I have already used Henkel products like Loctite 3463, (steel filled metal knead that is as strong as normal steel),
that showed very good results.
May be there are some other british brands that work too ?
-
Befor the guessing here starts, my 0,02
-
If I would be in your situation I would opt which suits best my riding style and which I know best in technical matter.
If I ask the Fantic guys here in Germany they all state that there is no big problem getting parts, likewise Yamahe, Montesa, Bultaco and even OSSA last but not least even SWM or early Betas.
As long as you don't seriously want to ride a Merlin or a Trans Ama the part situation is not helpless if part of the game is a little research here and there.
Good luck in the election.
-
Got the brake unit back, that cure worked very well.
The chalk contact pattern that was visible is now milled away. (The brake was centered to the axle while milling). It works perfect now.
Thanks again.
-
Good idea,
I have phoned with my lokal KTM shop here in northern Germany they will mount the complete brake (backing plate with assembled shoes) on a mill and then align the brake linings. I send them the brake unit by post wednesday. When I pick the brake up on saturday it will cost me a pound coffee they said.
@Nigal Dabster:
I still wonder why I should be getting red?
Olives and peas does this fit / taste together? Which dish recipe do you mean?
-
Oh are we a little bit the prince on the pea this evening? (*)
(after Hans Christian Andersen, some Danish world literature might fit here too).
Please keep in memory, to bring the vegetables here to the "table" was not my idea.
-
OK, will get a rough file rasp, when I understood right I should better use a rod file then a flat one?
The 175cc Bultaco had alloy ones, this bike have steel ones front and back! These where the original ones that came with this bike, they are really loong, but my model has been made for Italy in 08/1981?
"tracing paper thats novel" sounds very british sadly I'am not so sure what it means.
Oh yes please, I'am very interested in any modification that helps, (I mounted a slightly heavier spring to the rear brake shoes, so the brake action might be a little bit more clearly (I hope)).
-
Thanks for the good advice.
Unfortunatly I don't have any engineers blue, only tracing paper and chalk.

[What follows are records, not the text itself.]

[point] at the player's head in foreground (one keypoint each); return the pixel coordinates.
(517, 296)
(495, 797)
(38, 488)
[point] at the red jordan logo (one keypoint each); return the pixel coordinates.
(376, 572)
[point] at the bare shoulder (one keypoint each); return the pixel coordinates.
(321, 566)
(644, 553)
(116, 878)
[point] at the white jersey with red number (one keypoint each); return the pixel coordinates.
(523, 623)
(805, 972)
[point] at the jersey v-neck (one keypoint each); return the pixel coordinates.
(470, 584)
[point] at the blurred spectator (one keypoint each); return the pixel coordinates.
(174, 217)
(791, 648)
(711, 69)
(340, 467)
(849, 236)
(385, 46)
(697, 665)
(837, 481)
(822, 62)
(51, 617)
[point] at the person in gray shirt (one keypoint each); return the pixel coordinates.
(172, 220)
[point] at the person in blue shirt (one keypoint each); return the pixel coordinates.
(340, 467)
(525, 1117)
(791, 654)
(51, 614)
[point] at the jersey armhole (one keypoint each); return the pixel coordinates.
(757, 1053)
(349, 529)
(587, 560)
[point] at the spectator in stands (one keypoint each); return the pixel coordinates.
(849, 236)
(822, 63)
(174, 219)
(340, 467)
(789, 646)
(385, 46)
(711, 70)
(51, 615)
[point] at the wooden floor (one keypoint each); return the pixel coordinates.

In my destitution I therefore chose chalk, which worked somehow.
It looks like the lining of the one brake shoe is completly too thick, (beside one triangular edge,
which must be a production failure). The other side touches the hubs "only" in one quarter of
the "shoe area".
Milling down so much, without any special equipment, mmmh ... sounds like a job where you have to use a lot of "elbow grease" without knowing if it ever will turn out right. I will sleep about it, we'll see what the next day will bring.
BTW.:
- My hubs are not re-lined, they are still ok.
- I believe I have the right brake arms, they are very long and out of steel.
Yes, theese brakes are not so good, they are crap in water, the chrome plating inside the of the hubs have the tendency to chip of. The action is bad, the front brake arm looks out like a figurehead of a sailing ship. the rear brake "feeling" is bad because of the long cable. ...
It's a Bultaco ..., I have a 1979 TY too, switching the bikes is a complete different experience when it comes to braking.
-
I just replaced the brake shoes to my Bultaco, got replacement ones and installed them.
when I mount them without axle all seems OK, there is some space so they should run free.
BUT when mounting the axle they don't fit the pads slide very strong.
Some options:
- mill away a mm or so on each side of the supports to the cam, (they look thicker)
- mill away the sharp edges at the beginning and the end of the linings?
- get another pair of shoes that fit
- ...
Any better or other suggestions how to align the lining so they fit again. It's "difficult" to see where the problem is. By the way the axle is not bend!